Sim Ah Siew, Salonikas Chris, Naidoo Daya, Wilcken David Emil Leon
Cardiovascular Genetics Laboratory, Department of Medicine, Prince of Wales Hospital, High Street, Randwick, Sydney, NSW Australia 2031.
J Chromatogr B Analyt Technol Biomed Life Sci. 2003 Mar 5;785(2):337-44. doi: 10.1016/s1570-0232(02)00956-x.
Measurement of malondialdehyde (MDA) is an important contribution to the assessment of oxidative stress. We report a sensitive and reproducible high-performance liquid chromatography (HPLC) method for measurement of plasma MDA in the assessment of lipid peroxidation. Using methyl malondialdehyde (Me-MDA) as an internal standard with reversed-phase HPLC and UV detection and derivatisation with 2,4 dinitrophenylhydrazine (DNPH), we obtained maximum MDA values with 60-min incubation of 10% plasma with 1 M NaOH at 60 degrees C. The dilution of the plasma and a longer incubation time in the alkaline hydrolysis step greatly improved recovery of MDA from its bound form. Ratios of peak height of MDA/Me-MDA were linear over a range of 0-100 microM with correlation coefficients >0.99. The recovery was 88.5%. Within and between run variations were <4 and <7%, respectively.
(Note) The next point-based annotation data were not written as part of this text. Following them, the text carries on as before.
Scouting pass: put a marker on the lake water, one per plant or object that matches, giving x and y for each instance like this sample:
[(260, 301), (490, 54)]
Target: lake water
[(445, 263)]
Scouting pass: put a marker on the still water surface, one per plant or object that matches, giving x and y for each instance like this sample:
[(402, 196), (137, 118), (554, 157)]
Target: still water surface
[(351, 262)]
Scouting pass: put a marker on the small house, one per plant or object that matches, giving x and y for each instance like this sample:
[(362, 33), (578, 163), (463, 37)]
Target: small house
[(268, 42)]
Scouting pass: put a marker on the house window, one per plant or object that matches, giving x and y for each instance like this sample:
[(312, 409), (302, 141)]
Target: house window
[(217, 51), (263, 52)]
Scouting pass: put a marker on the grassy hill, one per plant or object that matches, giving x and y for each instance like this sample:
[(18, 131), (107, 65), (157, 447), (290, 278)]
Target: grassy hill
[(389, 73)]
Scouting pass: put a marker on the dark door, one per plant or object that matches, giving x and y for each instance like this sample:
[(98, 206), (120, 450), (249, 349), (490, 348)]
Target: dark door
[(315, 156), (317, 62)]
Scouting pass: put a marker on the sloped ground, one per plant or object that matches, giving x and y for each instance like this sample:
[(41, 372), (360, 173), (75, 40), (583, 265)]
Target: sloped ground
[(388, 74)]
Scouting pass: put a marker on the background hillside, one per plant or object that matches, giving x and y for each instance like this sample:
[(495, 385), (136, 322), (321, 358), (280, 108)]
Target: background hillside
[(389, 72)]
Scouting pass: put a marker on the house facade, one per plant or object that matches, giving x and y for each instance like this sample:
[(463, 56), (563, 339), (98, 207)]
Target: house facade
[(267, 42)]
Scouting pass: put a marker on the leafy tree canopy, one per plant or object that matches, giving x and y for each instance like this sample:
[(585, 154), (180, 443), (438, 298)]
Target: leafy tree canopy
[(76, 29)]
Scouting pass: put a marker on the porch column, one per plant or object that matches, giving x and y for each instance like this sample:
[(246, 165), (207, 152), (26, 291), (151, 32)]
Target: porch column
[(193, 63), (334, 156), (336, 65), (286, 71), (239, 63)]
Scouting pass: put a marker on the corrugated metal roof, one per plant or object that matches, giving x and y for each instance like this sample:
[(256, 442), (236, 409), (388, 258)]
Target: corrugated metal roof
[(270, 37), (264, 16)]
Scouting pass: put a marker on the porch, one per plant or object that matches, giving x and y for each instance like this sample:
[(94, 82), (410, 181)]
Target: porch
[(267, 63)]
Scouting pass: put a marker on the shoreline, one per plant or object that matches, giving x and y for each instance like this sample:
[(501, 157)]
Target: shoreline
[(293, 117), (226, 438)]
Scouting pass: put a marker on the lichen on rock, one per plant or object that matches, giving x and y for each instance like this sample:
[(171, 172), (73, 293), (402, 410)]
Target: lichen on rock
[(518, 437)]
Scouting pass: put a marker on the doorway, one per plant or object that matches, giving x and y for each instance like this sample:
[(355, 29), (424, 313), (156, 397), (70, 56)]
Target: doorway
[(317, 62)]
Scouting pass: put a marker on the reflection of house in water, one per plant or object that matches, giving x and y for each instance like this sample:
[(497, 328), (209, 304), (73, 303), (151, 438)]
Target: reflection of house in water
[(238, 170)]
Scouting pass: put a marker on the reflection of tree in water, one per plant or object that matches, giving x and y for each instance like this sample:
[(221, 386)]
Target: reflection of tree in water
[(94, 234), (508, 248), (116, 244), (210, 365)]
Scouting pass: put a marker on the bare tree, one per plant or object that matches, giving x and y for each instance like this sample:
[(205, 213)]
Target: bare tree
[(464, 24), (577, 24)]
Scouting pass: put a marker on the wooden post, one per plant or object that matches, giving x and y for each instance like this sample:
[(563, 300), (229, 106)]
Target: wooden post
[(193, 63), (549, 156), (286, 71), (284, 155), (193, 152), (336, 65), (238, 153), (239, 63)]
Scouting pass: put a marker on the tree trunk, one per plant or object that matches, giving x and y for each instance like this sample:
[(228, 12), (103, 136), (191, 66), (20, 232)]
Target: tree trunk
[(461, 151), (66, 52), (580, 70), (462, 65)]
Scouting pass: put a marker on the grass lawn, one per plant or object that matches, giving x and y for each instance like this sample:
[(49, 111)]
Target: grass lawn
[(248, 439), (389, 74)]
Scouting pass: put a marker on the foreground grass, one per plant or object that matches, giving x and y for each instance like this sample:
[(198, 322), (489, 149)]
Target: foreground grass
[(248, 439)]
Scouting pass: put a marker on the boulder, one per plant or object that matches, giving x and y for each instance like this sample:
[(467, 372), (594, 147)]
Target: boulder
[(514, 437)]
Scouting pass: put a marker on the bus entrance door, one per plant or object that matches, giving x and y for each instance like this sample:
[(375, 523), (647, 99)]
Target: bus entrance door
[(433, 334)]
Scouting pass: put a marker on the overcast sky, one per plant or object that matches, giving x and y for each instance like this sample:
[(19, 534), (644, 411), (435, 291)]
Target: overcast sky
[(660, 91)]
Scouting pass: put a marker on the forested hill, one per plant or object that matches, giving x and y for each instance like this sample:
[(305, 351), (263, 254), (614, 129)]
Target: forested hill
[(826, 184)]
The mean MDA value measured in 20 healthy volunteers was 13.8 microM (+/-1.32).
丙二醛(MDA)的测定对氧化应激评估具有重要意义。我们报告了一种灵敏且可重复的高效液相色谱(HPLC)方法,用于在脂质过氧化评估中测定血浆MDA。使用甲基丙二醛(Me-MDA)作为内标,采用反相HPLC和紫外检测,并与2,4-二硝基苯肼(DNPH)进行衍生化反应,我们在60℃下将10%血浆与1 M NaOH孵育60分钟后获得了最大MDA值。血浆稀释以及在碱性水解步骤中延长孵育时间极大地提高了MDA从其结合形式中的回收率。MDA/Me-MDA的峰高比在0 - 100 microM范围内呈线性,相关系数>0.99。回收率为88.5%。批内和批间变异分别<4%和<7%。在20名健康志愿者中测得的平均MDA值为13.8 microM(±1.32)。